For all he appeared healed on the outside, she knew internally his heart was covered in cracks, wounds, bruises. There were plasters covering the holes, but every so often they needed replaced, when they grew weary and fell off. 

He had lost his soulmate, and she knew she could never truly understand how empty he felt when he looked into the mirror and realised he was no longer identical to someone else, nobody was ever going to call him 'Fred' by accident anymore, because there was no Fred to confuse him with. 

She wasn't sure what to expect when she pushed the door open. But for some reason, despite the fact it made so much sense, she wasn't expecting to find the sight she found. It broke her heart more than she was prepared for.

Because there was the love of her life, the man who made her world turn, the biggest light she had ever known, completely diminished and broken on the floor. She had never seen someone so completely devastated, and it took her a moment to realise that she needed to spring into action.

"George," Her voice came out in a shaky whisper, not at all portraying the strength and stability she wanted to provide for him. He didn't even flinch at her voice, the sobs still racking his body.

She didn't know what to say, and she figured he likely didn't want her to say anything, and so she just sat down beside him. The flat was cold, so cold, which was to be expected after it had been completely empty for so long, but neither of them noticed as she did her best to wrap him in her arms. 

He collapsed into her, his head on her shoulder as he allowed the tears to continue to fall. He wasn't a big crier, he wasn't very emotional at all as far as Jenny knew, he didn't even like to allow his feelings to take hold even when he was alone and vulnerable.
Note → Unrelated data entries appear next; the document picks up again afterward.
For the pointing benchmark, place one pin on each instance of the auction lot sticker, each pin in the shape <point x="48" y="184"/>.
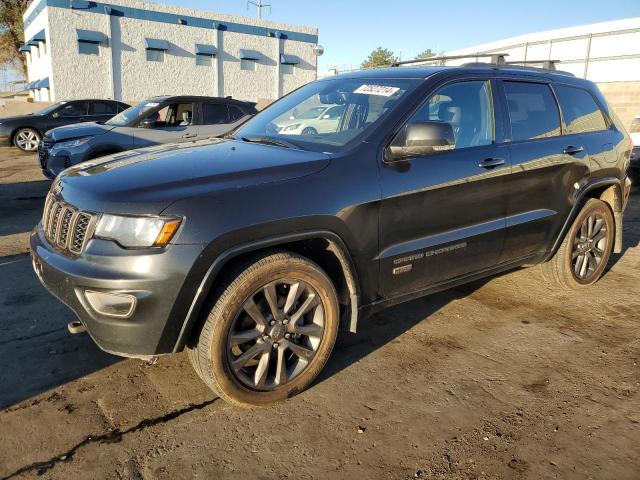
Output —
<point x="380" y="90"/>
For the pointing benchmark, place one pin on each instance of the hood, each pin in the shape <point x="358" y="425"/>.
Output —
<point x="16" y="119"/>
<point x="148" y="180"/>
<point x="77" y="130"/>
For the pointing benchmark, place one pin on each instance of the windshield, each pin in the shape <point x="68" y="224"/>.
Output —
<point x="362" y="102"/>
<point x="130" y="115"/>
<point x="50" y="108"/>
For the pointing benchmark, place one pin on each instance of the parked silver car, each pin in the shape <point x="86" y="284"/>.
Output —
<point x="155" y="121"/>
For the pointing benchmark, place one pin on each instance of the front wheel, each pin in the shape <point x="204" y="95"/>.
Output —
<point x="270" y="332"/>
<point x="585" y="251"/>
<point x="27" y="139"/>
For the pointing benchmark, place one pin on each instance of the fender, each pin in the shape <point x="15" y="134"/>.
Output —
<point x="577" y="205"/>
<point x="336" y="245"/>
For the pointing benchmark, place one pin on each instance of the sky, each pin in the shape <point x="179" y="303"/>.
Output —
<point x="350" y="29"/>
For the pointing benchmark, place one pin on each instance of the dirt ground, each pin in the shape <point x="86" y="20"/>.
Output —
<point x="504" y="378"/>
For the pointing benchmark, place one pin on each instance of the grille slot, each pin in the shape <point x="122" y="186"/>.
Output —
<point x="66" y="227"/>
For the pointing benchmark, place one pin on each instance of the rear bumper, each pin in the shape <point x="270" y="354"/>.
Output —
<point x="153" y="278"/>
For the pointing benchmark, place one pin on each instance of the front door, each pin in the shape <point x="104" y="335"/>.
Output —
<point x="443" y="214"/>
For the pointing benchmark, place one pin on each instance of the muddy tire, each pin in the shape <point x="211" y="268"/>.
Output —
<point x="27" y="139"/>
<point x="270" y="331"/>
<point x="583" y="255"/>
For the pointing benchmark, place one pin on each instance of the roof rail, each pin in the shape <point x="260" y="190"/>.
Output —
<point x="495" y="58"/>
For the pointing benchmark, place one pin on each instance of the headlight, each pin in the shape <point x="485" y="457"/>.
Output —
<point x="74" y="143"/>
<point x="137" y="232"/>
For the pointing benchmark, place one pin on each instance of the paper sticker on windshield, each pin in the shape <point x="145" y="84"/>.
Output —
<point x="380" y="90"/>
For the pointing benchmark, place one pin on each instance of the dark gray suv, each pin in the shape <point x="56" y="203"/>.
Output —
<point x="155" y="121"/>
<point x="250" y="251"/>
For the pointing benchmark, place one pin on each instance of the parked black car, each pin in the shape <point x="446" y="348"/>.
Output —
<point x="152" y="122"/>
<point x="26" y="131"/>
<point x="248" y="251"/>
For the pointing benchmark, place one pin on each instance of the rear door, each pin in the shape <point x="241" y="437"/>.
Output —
<point x="545" y="168"/>
<point x="172" y="123"/>
<point x="443" y="215"/>
<point x="70" y="113"/>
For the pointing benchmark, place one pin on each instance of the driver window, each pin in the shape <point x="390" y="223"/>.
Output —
<point x="467" y="107"/>
<point x="73" y="110"/>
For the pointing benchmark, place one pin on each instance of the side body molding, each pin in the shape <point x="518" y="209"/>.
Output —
<point x="336" y="246"/>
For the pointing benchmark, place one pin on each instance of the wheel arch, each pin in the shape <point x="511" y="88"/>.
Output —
<point x="324" y="247"/>
<point x="610" y="191"/>
<point x="15" y="131"/>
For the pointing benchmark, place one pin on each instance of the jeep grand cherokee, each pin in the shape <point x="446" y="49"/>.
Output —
<point x="249" y="251"/>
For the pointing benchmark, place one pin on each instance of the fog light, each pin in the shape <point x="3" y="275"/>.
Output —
<point x="118" y="305"/>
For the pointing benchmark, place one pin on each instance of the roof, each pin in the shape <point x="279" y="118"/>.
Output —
<point x="424" y="72"/>
<point x="198" y="98"/>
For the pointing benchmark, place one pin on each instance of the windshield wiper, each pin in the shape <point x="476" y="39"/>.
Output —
<point x="268" y="141"/>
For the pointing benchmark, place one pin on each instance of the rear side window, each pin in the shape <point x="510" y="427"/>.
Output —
<point x="580" y="111"/>
<point x="214" y="113"/>
<point x="102" y="108"/>
<point x="533" y="111"/>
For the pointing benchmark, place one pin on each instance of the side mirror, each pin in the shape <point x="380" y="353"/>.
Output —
<point x="420" y="139"/>
<point x="147" y="123"/>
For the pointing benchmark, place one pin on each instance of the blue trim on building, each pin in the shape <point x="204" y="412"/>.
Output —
<point x="289" y="59"/>
<point x="164" y="17"/>
<point x="155" y="44"/>
<point x="250" y="55"/>
<point x="89" y="36"/>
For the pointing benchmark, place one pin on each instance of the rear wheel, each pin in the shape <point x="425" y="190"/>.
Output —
<point x="27" y="139"/>
<point x="270" y="332"/>
<point x="585" y="251"/>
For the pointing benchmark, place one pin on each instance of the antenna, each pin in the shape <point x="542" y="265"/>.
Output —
<point x="259" y="5"/>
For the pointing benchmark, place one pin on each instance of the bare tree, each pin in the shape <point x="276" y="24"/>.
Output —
<point x="12" y="34"/>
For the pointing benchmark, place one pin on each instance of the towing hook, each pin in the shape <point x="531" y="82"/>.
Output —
<point x="75" y="327"/>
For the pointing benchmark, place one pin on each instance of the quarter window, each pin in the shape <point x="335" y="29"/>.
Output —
<point x="533" y="111"/>
<point x="467" y="107"/>
<point x="580" y="111"/>
<point x="214" y="113"/>
<point x="102" y="108"/>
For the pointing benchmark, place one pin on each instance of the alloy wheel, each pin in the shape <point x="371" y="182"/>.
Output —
<point x="276" y="334"/>
<point x="27" y="140"/>
<point x="589" y="247"/>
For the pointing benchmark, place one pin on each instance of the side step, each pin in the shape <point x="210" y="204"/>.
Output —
<point x="76" y="326"/>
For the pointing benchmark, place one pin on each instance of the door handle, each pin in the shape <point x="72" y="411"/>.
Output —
<point x="491" y="162"/>
<point x="572" y="150"/>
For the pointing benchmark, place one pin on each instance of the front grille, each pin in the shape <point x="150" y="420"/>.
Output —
<point x="66" y="227"/>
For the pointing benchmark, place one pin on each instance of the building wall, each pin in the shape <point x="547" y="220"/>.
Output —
<point x="121" y="70"/>
<point x="39" y="59"/>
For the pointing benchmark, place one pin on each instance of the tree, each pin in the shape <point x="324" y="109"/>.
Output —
<point x="380" y="57"/>
<point x="12" y="34"/>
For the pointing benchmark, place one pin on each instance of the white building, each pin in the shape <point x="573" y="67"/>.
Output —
<point x="607" y="53"/>
<point x="131" y="50"/>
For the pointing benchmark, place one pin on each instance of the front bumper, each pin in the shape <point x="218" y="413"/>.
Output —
<point x="155" y="278"/>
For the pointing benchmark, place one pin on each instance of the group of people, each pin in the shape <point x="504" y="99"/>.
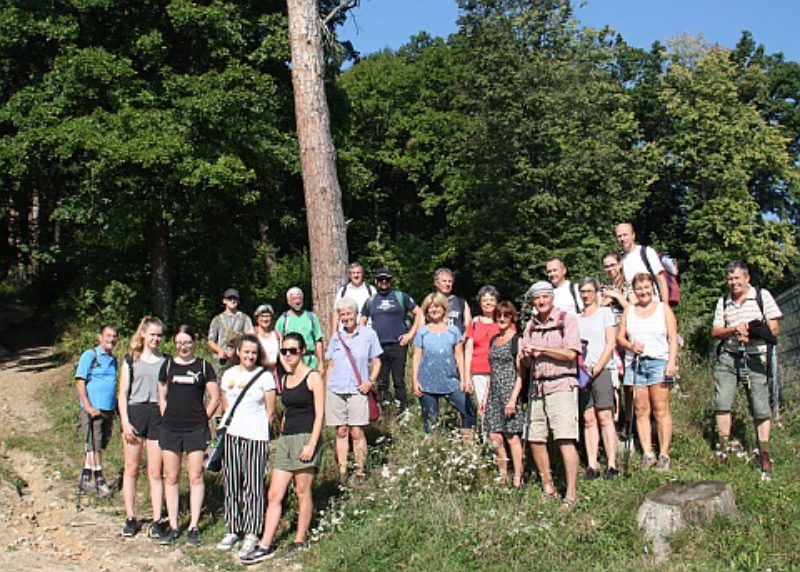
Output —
<point x="556" y="375"/>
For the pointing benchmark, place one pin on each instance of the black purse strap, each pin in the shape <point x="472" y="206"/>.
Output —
<point x="228" y="416"/>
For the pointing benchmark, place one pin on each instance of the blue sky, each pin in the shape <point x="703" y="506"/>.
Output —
<point x="377" y="24"/>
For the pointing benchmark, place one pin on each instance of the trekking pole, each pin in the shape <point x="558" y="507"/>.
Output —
<point x="629" y="445"/>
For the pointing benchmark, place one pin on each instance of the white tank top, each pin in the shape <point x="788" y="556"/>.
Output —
<point x="651" y="332"/>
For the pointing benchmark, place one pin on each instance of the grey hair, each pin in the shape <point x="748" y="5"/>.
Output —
<point x="347" y="303"/>
<point x="737" y="265"/>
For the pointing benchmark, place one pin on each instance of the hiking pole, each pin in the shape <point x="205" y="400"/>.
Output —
<point x="629" y="445"/>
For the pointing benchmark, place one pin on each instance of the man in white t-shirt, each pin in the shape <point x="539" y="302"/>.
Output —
<point x="565" y="295"/>
<point x="355" y="289"/>
<point x="633" y="264"/>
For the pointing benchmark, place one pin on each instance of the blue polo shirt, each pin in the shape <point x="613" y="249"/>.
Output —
<point x="99" y="371"/>
<point x="364" y="346"/>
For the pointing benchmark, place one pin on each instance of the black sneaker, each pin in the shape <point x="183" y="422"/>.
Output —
<point x="131" y="528"/>
<point x="193" y="538"/>
<point x="157" y="529"/>
<point x="169" y="537"/>
<point x="258" y="554"/>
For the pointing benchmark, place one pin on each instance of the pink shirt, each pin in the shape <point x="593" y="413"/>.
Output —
<point x="559" y="331"/>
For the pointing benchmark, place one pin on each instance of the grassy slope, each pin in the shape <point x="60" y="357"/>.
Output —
<point x="440" y="508"/>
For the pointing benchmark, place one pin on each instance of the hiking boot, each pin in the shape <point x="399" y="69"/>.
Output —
<point x="249" y="544"/>
<point x="169" y="537"/>
<point x="193" y="538"/>
<point x="131" y="528"/>
<point x="258" y="554"/>
<point x="228" y="541"/>
<point x="294" y="549"/>
<point x="591" y="474"/>
<point x="765" y="462"/>
<point x="648" y="461"/>
<point x="157" y="529"/>
<point x="103" y="490"/>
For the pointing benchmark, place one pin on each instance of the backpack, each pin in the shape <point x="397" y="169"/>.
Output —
<point x="670" y="272"/>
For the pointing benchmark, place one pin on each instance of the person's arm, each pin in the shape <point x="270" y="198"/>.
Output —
<point x="315" y="385"/>
<point x="672" y="338"/>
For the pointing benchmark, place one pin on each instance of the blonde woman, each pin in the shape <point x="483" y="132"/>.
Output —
<point x="140" y="419"/>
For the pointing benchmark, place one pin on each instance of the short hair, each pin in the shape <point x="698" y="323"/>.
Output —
<point x="440" y="271"/>
<point x="507" y="307"/>
<point x="642" y="277"/>
<point x="294" y="290"/>
<point x="589" y="280"/>
<point x="346" y="303"/>
<point x="488" y="290"/>
<point x="435" y="299"/>
<point x="737" y="265"/>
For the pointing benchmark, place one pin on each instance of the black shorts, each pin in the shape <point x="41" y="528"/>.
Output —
<point x="97" y="434"/>
<point x="184" y="441"/>
<point x="146" y="420"/>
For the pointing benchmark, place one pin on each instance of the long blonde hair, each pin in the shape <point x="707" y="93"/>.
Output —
<point x="137" y="340"/>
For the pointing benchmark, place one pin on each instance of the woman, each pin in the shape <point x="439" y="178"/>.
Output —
<point x="268" y="336"/>
<point x="598" y="329"/>
<point x="184" y="381"/>
<point x="503" y="420"/>
<point x="298" y="451"/>
<point x="246" y="444"/>
<point x="353" y="368"/>
<point x="438" y="366"/>
<point x="480" y="331"/>
<point x="649" y="332"/>
<point x="140" y="419"/>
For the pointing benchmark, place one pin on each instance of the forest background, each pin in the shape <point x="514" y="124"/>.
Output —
<point x="149" y="158"/>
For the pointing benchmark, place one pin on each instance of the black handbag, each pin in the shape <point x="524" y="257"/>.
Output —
<point x="216" y="449"/>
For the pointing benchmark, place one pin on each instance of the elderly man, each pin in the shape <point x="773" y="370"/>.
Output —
<point x="306" y="323"/>
<point x="743" y="320"/>
<point x="551" y="343"/>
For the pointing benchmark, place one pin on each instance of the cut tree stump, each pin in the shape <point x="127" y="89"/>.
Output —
<point x="672" y="507"/>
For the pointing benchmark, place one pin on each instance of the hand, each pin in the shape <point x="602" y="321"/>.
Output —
<point x="307" y="453"/>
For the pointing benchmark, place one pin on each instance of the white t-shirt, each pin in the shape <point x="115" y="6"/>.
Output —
<point x="593" y="330"/>
<point x="563" y="300"/>
<point x="632" y="264"/>
<point x="359" y="294"/>
<point x="250" y="418"/>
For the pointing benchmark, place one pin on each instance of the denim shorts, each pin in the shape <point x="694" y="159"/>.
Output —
<point x="651" y="371"/>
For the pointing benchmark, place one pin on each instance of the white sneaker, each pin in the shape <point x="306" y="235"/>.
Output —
<point x="250" y="542"/>
<point x="228" y="541"/>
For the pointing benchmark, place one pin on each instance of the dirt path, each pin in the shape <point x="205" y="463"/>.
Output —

But, understandably, seeing his twin brother's flat completely deserted and dust covered was too much for him to cope with. 

Seconds, minutes, hours, Jenny didn't really know how long they had spent lying like that on the floor of the flat, but she did know that after some time the sobs had lessened to cries, and eventually he had silenced, and even the occasional sniffles had dried up. 

It took a while longer after that for him to finally come back to life and look at her face, and she thought she would never be able to breathe again when she saw the expression on his face. It was indescribable, the complete mixture of heartbreak, of sadness, of relief, and of what she could only describe as - joy?

Yes. He looked happy. In a very strange way, he looked happy. And it was only then that she realised he could have found absolutely anything in that little flat. 

"What is it?" She asked, knowing by the look in his eyes that there was something he wanted to tell her. 

He didn't say anything, but he handed her a crumpled up piece of old parchment, only confusing her even further. It had been in his hands the entire time, clutched to his chest so tightly, it was impossible to believe the parchment had ever been in good condition.

He nodded to her, gesturing that she was allowed to read it, and so she did. 

It took her a minute to read the letter in its entirety, and a further few minutes to digest what it was, and what it had said. She felt stunned by it, she could hardly imagine the way George was feeling. 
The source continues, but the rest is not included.